Mais la réflexion d’Étienne Boldgerd dépasse le cadre insulaire. Son raisonnement multiscalaire prend son sens si l’on songe au contexte historique. Nous sommes à l’époque de l’expansion européenne qui se fait aussi bien dans l’océan Indien que dans les Amériques. Cette expansion entraîne une forte rivalité franco-britannique dont le théâtre est nord-américain et indianocéanique (guerre de Sept Ans, guerre d’Indépendance américaine). Le colon français cherche à justifier l’utilité de son île au sein de l’empire colonial français, c’est-à-dire dans un cadre régional et mondial.

L’île appartient à un archipel (les Mascareignes) qui comprend Bourbon et Rodrigue. Étienne évoque les capacités agricoles de l’île Bourbon (La Réunion) comme pouvant compléter celles de l’île de France. Rodrigue n’est pas citée, son rôle, en rapport avec sa taille, est modeste.

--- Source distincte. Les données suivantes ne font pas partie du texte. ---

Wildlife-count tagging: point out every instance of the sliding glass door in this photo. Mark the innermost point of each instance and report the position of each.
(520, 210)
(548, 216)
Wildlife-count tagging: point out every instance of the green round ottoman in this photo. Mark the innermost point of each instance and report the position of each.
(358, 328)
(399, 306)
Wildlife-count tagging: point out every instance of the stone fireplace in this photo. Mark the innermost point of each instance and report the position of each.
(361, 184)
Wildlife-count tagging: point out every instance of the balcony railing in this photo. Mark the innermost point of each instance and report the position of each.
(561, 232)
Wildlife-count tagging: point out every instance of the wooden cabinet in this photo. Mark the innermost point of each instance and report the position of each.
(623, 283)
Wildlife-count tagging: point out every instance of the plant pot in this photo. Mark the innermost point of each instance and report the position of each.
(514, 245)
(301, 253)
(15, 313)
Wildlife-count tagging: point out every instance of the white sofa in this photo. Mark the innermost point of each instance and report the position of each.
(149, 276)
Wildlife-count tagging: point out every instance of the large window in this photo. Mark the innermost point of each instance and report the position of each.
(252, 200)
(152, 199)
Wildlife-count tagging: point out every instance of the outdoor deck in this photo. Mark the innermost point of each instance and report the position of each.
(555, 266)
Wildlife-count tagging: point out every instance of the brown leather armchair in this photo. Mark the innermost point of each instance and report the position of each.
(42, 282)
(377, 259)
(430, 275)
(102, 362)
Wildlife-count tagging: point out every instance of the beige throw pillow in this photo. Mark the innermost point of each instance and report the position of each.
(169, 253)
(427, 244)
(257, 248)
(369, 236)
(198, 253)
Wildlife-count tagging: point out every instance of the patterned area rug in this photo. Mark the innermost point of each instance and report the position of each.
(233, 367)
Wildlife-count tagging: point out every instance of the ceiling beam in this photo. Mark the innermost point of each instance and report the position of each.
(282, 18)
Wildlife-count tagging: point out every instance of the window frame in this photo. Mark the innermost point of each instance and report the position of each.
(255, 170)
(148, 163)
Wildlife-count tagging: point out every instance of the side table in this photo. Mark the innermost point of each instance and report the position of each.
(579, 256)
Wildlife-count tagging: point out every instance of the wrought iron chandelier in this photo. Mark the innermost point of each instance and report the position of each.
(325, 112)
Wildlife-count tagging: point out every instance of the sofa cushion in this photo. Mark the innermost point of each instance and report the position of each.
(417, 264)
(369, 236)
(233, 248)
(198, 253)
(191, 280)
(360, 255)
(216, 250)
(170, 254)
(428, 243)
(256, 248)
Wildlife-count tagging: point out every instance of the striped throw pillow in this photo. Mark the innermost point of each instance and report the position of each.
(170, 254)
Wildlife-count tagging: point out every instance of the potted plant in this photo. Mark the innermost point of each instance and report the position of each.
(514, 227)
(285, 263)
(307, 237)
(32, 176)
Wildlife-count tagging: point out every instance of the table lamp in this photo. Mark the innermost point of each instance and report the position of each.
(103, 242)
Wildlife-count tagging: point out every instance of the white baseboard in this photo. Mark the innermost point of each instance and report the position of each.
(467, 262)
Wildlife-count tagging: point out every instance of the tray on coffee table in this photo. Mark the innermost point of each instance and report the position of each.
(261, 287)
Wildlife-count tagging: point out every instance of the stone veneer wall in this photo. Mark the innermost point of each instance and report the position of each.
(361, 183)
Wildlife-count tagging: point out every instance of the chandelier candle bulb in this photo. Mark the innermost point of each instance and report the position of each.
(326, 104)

On sait qu’au 18e siècle, elle a servi aux Français de réserve de tortues. Celles-ci étaient embarquées sur les navires pour lutter contre le scorbut.

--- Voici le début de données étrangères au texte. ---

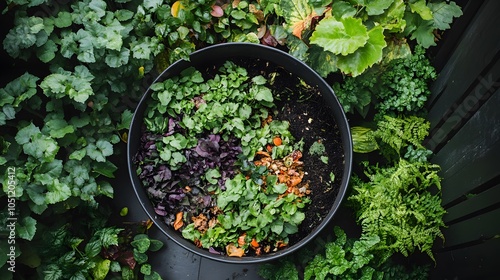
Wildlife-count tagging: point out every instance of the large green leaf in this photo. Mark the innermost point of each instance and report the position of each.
(421, 8)
(342, 9)
(377, 7)
(323, 62)
(298, 15)
(343, 36)
(444, 14)
(26, 228)
(393, 18)
(365, 56)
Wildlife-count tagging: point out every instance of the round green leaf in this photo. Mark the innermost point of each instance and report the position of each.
(356, 63)
(342, 36)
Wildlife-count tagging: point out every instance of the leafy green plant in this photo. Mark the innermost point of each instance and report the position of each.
(392, 136)
(350, 36)
(396, 203)
(247, 192)
(401, 85)
(340, 258)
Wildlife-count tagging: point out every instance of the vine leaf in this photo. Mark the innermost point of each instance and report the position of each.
(298, 15)
(422, 9)
(377, 7)
(393, 18)
(342, 9)
(343, 36)
(323, 62)
(444, 14)
(356, 63)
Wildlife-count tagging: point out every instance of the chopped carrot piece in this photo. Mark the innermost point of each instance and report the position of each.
(241, 239)
(277, 141)
(234, 251)
(254, 243)
(178, 221)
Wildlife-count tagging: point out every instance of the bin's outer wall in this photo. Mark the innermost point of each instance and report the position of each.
(218, 53)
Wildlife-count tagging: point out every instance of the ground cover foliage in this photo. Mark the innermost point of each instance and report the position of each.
(63, 121)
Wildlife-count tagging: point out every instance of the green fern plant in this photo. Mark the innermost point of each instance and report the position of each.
(394, 137)
(397, 205)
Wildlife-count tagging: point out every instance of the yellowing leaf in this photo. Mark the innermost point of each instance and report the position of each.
(176, 7)
(178, 221)
(298, 15)
(422, 9)
(234, 251)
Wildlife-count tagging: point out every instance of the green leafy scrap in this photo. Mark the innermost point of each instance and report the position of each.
(76, 85)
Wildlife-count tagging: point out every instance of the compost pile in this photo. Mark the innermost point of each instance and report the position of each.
(233, 157)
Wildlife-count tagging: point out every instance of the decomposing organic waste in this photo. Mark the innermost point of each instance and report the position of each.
(221, 167)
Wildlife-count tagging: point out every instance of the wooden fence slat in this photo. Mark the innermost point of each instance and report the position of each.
(472, 156)
(478, 228)
(475, 173)
(445, 47)
(481, 261)
(476, 49)
(474, 204)
(480, 132)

L’espace indianocéanique et le monde

L’évocation de ces espaces proches (océan Indien) et lointains (Amérique du Nord et Europe) se fait dans le cadre d’une réflexion sur la double vocation que l’auteur assigne à son île : celle-ci doit être à la fois un « grenier » (fourniture de vivres aux flottes de passages) et un « chantier » (production de bois).

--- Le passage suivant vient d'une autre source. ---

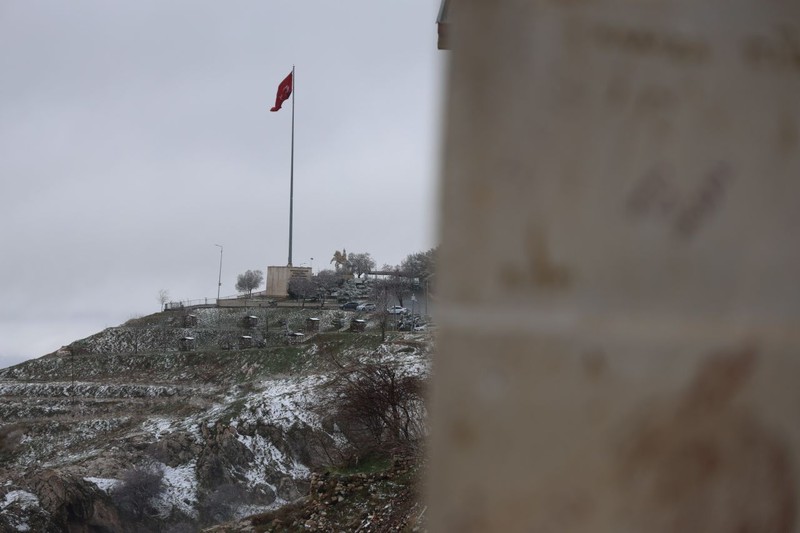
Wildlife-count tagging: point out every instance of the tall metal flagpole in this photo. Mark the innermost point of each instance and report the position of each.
(291, 173)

« Dans l’hypothèse que nous soyons réduits à l’alternative de nous approvisionner au dehors ou de bois, ou de grains, le choix pourrait-il être douteux ? Le dernier de ces besoins, plus pressant sans doute ne sauroit être absolu dans aucun temps, notre sol et celui de Bourbon sont des ressources assurées contre la disette, avec un peu de prévoyance, l’Europe et l’Amérique septentrionale nous rapportent des farines ; toutes les côtes voisines nous offrent des ris et des bleds, et l’importation de ces denrées est aussi facile que peu couteuse. Il n’en est pas ainsi des bois où les prendrons-nous ? Combien de difficultés n’éprouverons-nous pas pour l’extraction ! combien de dépenses pour le transport ! »

Thomas Étienne intègre donc son île dans un système-monde créé par l’expansion coloniale européenne (voir carte n°3). Il préfère accentuer la vocation forestière de la colonie (vocation à laquelle il a pris une part active dans le cadre de sa propre exploitation) car il sait que les Mascareignes peuvent compter sur d’autres espaces : Madagascar (les « côtes voisines »), l’Amérique du Nord et l’Europe. La capacité de ce contemporain des Lumières à raisonner à plusieurs échelles s’explique par plusieurs facteurs.

carte1bis_hammerCarte 3. Les Mascareignes dans le système-monde français

Étienne Boldgerd est un membre de la diaspora coloniale française, un « colon de la seconde génération » des Mascareignes. Son père est né en France et lui aux colonies. Il a lui-même voyagé : il a fait une carrière dans la marine (1762-1766) qui l’a sans doute amené à voyager dans l’océan Indien et il a épousé une Bourbonnaise. L’île de France est un lieu de passage entre l’Europe et l’Inde, une colonie cosmopolite. On sait par ailleurs qu’Étienne a rencontré Bernardin de Saint-Pierre (celui-ci narre sa rencontre avec le colon dans le récit de son voyage à l’Ile de France, août 1769). D’une manière plus générale Thomas Étienne est un contemporain de l’expansion coloniale française et de la rivalité britannique, c’est-à-dire qu’il a vécu à une époque qui constitue une phase majeure de la mondialisation.

Ce billet est inspiré de l’article du même auteur, 2013, « Les enjeux de la préservation de la forêt dans l’océan Indien au XVIIIe siècle. Expérience et réflexion d’un colon de l’Ile de France (actuelle Ile Maurice) »Revue de géographie historique, N° 3.